The Wortham Center fondly remembers the life and contributions of Asheville visionary, entrepreneur and pioneer John Cram, who passed away on Monday, October 26.A longtime friend and supporter of the Wortham Center, Cram moved to Asheville in 1971 and, the very next year, opened his first business, New Morning Gallery, in Biltmore Village. An early believer in the potential of the downtown area, Cram opened up a second gallery, Blue Spiral 1, on Biltmore Avenue in 1990, just two years before the Wortham Center first opened its doors as Diana Wortham Theatre up the hill.
John Cram, left, and his husband Matt Chambers at Bellagio. Credit: bellagioarttowear.com.
|In 1996, Cram expanded his vision further up the road, renovating and opening the Fine Arts Theatre next door. At the time, downtown Asheville was a ghost town, its historic buildings under threat of being razed in favor of a shopping mall. But Cram and others had a vision for the city, with art at its core.

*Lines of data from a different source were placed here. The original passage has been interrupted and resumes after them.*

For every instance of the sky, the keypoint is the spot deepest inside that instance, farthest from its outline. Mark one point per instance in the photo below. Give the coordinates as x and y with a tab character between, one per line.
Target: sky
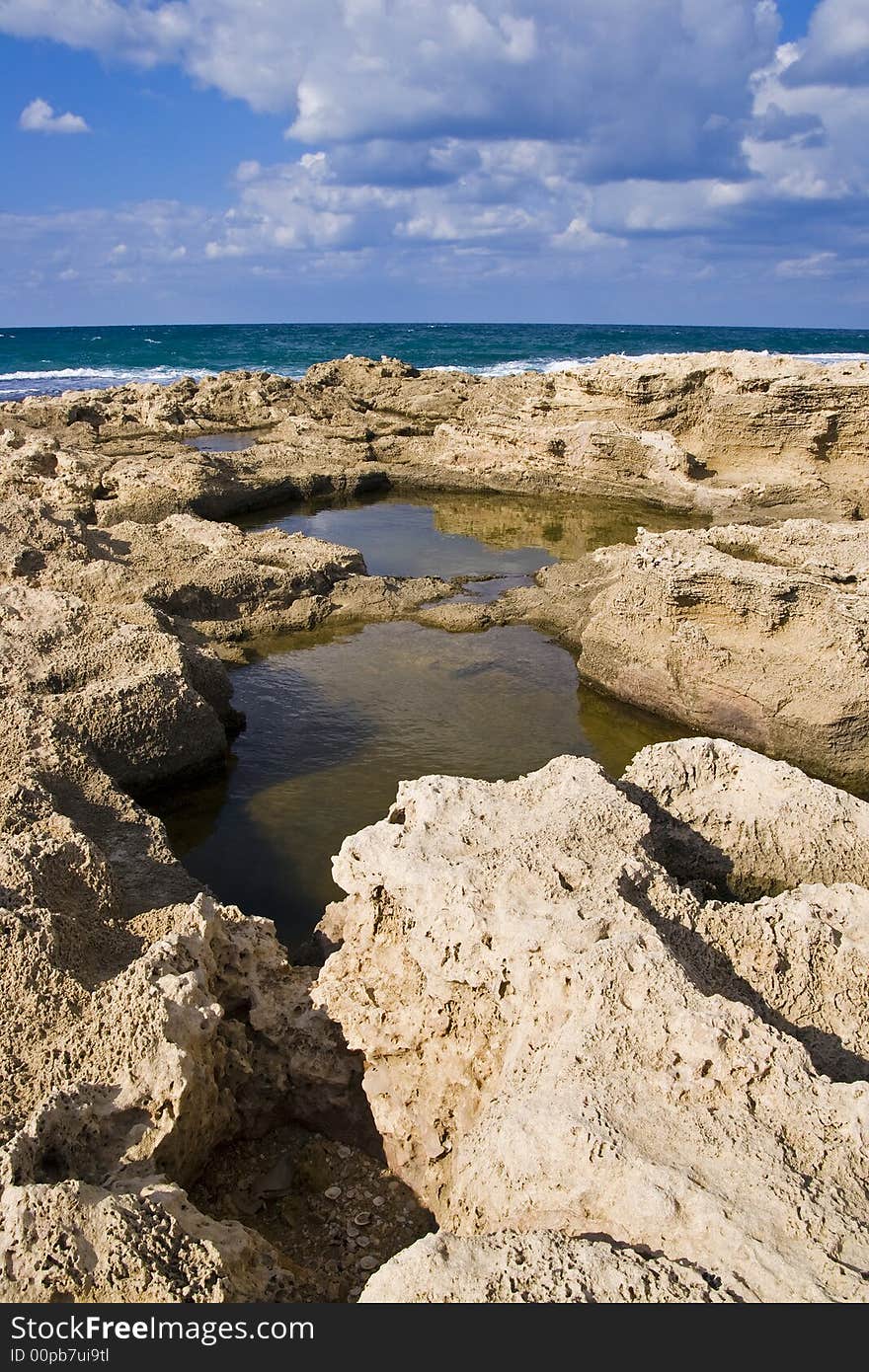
577	161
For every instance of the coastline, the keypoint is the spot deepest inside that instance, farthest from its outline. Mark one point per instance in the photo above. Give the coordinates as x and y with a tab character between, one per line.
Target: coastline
123	600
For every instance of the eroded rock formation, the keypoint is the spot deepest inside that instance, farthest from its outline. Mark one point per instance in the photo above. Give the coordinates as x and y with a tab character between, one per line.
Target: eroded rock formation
556	1038
711	431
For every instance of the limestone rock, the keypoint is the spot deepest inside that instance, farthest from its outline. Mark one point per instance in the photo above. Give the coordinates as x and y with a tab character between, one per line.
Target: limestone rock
538	1266
77	1242
747	823
538	1056
752	634
709	431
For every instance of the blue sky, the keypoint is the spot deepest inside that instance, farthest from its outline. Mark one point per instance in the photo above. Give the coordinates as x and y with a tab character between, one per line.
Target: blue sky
650	161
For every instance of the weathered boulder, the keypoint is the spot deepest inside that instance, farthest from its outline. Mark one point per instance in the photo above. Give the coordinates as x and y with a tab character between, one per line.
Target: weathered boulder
541	1055
752	634
746	823
541	1266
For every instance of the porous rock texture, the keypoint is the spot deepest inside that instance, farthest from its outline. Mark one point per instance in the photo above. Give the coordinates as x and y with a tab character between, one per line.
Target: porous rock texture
556	1040
753	634
516	1268
713	431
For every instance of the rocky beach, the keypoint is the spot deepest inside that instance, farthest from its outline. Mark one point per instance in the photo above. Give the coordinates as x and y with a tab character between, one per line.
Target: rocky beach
569	1037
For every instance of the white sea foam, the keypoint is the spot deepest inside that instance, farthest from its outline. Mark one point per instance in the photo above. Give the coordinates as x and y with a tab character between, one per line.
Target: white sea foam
52	380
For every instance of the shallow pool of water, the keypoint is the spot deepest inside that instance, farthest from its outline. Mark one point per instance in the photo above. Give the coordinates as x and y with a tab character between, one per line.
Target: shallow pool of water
337	721
222	442
464	534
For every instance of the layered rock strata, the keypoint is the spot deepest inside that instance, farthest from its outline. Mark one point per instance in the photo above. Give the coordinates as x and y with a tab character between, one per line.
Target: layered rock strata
751	633
615	1033
560	1037
707	431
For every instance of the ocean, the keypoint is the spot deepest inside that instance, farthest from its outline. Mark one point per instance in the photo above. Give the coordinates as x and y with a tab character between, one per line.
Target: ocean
48	361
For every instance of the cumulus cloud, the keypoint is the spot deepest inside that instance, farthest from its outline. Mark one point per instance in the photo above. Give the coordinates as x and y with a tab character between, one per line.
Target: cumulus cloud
39	116
474	140
650	90
836	46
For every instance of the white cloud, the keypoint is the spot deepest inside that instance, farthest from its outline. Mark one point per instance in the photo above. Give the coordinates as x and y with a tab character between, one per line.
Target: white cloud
39	116
658	87
836	48
817	264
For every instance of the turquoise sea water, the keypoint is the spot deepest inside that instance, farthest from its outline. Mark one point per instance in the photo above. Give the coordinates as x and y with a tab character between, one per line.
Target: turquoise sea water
48	361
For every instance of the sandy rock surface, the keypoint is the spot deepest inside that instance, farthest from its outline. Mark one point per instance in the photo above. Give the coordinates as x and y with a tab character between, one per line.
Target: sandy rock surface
553	1058
632	1012
715	431
755	634
544	1266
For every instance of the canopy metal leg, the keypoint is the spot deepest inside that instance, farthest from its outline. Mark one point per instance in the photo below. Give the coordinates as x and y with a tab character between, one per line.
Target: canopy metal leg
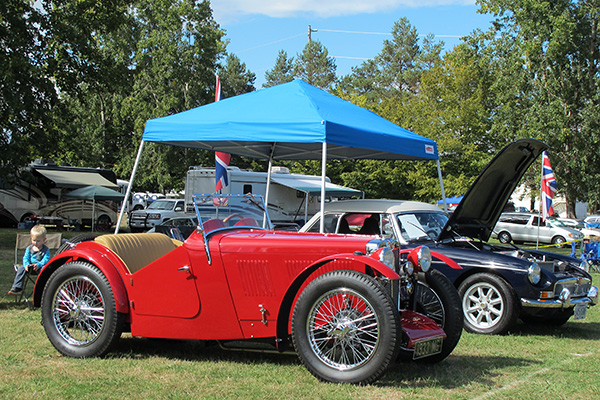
128	192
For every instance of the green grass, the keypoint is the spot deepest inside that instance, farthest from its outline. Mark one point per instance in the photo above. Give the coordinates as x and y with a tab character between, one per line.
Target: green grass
529	363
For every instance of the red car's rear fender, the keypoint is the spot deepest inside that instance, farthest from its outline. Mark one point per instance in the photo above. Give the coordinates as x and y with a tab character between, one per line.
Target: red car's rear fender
363	263
97	255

As lovers of both visual and performing arts, Cram and his husband Matt Chambers were instrumental in the emergence and growth of Terpsicorps Theatre of Dance — a common cause with former Wortham Center Managing Director, John Ellis. Ellis also helped with the development and support of Terpsicorps, which utilized the Diana Wortham Theatre as its performance venue.
Thus began a remarkable relationship between the Wortham Center and John Cram. Cram’s support made it possible for the famed Merce Cunningham Dance to make its first appearance in Asheville at the Diana Wortham Theatre since the dance company’s creation at Black Mountain College in 1953. And Cram and Chambers made it possible to present the incredible vocalist and songwriter Lisa Fischer at the Diana Wortham Theatre, with an accompanying screening of the film Twenty Feet From Stardom, in which Fischer was featured, at the Fine Arts Theatre.
Cram attended performances at the Wortham Center often, and supported the organization through advertising and the purchase of large group ticket orders. With these tickets he would entertain his friends and staff from his various businesses, sharing his love of live performance with those around him.
|By the time of the Wortham Center’s Capital Campaign in 2016, Cram and Chambers were enthusiastic supporters of the theatre and were major contributors to the expansion and transformation of the Wortham. With their gift level, they were given an opportunity to name the theatre’s green room — but, rather than naming it after Cram or one of his businesses, the two decided to name it in outgoing Managing Director John Ellis’ honor, to recognize the growth of the theatre and their partnership over the years.
“John Cram will be sincerely missed by all at the Wortham Center,” shared the Wortham Center’s Managing Director, Rae Geoffrey. “His memory will live on in the artistic spirit of Asheville, in the beautiful historic downtown district and in the vibrant culture for which this city is now known.”